Year to date, assuming I haven’t dorked anything up, the market has actually gone down about 14%, so you’d say current levels imply a further 7% decline. But where I think this gets really interesting is if you play around with some of the harder hit industries. The current version of the sheet has three broad inputs: a baseline estimated effect, a moderately worse effect, and a severe effect. Right now, I’ve plugged in:
image

And I haphazardly applied those estimates to the top 20 or so industries as follows (baseline assumed unless cell is highlighted):

So of the big industries, this hits banks, REITS, and Retail really hard, with every other industry down 10%. The effect on aggregate value:
image

So in this much more severe world, the total year-to-date drop “should be” about 24%, which leaves another 12% drop from today’s prices. So go play with these numbers if you’re interested, and see what your assumptions do to aggregate implied market values. For me, it’s pretty reassuring that even a pretty pessimistic view implies only a 12% downside from here. And I think a big reason why that might seem out of line with the obvious business carnage around us is that the very visible industries (restaurants, theaters, hotels, casinos) don’t actually make up a huge percentage of aggregate market values, so total destruction in those industries doesn’t actually affect aggregate market values all that much.

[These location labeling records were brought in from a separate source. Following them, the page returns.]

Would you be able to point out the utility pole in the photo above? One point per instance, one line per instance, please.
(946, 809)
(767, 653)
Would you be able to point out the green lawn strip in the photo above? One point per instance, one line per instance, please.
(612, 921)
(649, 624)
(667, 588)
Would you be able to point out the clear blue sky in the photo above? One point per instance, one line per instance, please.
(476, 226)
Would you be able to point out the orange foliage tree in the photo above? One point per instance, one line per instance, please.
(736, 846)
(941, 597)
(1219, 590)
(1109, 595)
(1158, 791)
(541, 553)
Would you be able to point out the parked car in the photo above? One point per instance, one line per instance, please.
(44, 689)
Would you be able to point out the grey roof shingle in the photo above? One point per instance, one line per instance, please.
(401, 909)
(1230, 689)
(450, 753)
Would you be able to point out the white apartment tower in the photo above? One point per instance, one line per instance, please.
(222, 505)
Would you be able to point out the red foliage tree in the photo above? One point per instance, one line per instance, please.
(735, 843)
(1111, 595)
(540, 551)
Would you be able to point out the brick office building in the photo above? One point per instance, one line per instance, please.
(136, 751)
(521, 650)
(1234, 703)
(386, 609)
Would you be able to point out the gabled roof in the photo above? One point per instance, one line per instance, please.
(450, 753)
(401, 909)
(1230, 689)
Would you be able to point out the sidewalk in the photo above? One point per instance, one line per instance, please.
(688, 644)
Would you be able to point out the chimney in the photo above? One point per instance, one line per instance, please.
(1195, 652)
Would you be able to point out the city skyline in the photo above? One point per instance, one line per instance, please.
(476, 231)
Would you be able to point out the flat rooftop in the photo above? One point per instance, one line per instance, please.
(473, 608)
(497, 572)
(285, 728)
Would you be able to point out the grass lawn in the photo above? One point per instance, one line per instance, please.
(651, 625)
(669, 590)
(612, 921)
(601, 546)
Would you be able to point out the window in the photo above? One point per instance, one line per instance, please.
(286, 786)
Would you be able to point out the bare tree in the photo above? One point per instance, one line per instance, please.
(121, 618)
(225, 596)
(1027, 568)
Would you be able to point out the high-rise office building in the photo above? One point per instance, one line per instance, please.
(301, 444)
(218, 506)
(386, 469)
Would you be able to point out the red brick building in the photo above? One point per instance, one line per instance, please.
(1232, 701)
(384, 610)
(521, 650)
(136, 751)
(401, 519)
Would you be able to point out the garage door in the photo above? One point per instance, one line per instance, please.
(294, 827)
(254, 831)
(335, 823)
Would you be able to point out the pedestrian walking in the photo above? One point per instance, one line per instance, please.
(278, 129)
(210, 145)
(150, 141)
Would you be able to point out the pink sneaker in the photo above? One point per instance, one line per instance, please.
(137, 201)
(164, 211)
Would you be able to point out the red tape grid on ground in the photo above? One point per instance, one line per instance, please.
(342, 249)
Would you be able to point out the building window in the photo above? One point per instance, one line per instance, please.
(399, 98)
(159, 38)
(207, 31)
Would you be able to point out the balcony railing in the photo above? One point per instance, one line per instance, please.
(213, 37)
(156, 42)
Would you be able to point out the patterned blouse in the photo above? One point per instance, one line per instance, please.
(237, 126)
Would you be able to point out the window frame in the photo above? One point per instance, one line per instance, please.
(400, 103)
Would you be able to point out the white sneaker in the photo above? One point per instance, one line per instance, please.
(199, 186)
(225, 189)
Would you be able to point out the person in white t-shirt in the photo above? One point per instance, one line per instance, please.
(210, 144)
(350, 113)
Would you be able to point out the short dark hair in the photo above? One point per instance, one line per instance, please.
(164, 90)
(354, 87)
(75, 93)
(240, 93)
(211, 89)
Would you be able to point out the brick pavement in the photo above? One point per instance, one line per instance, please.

Anyway, curious what UPers best estimates are, and what they imply for future returns.

8 Likes

I think some industries actually do better off of this or take no significant losses, fwiw. Software is a big one.

I was suggesting it more for your own peace of mind, so it is more about how much makes you feel better.

Of the money that you have, that you could invest in stocks but don’t want to because of risks to stocks maybe keep 20% gold and 80% cash? I am not aware of a standard advice for this scenario because standard advice is always to stay in the market and regularly rebalance between stocks and bonds according to your risk preference.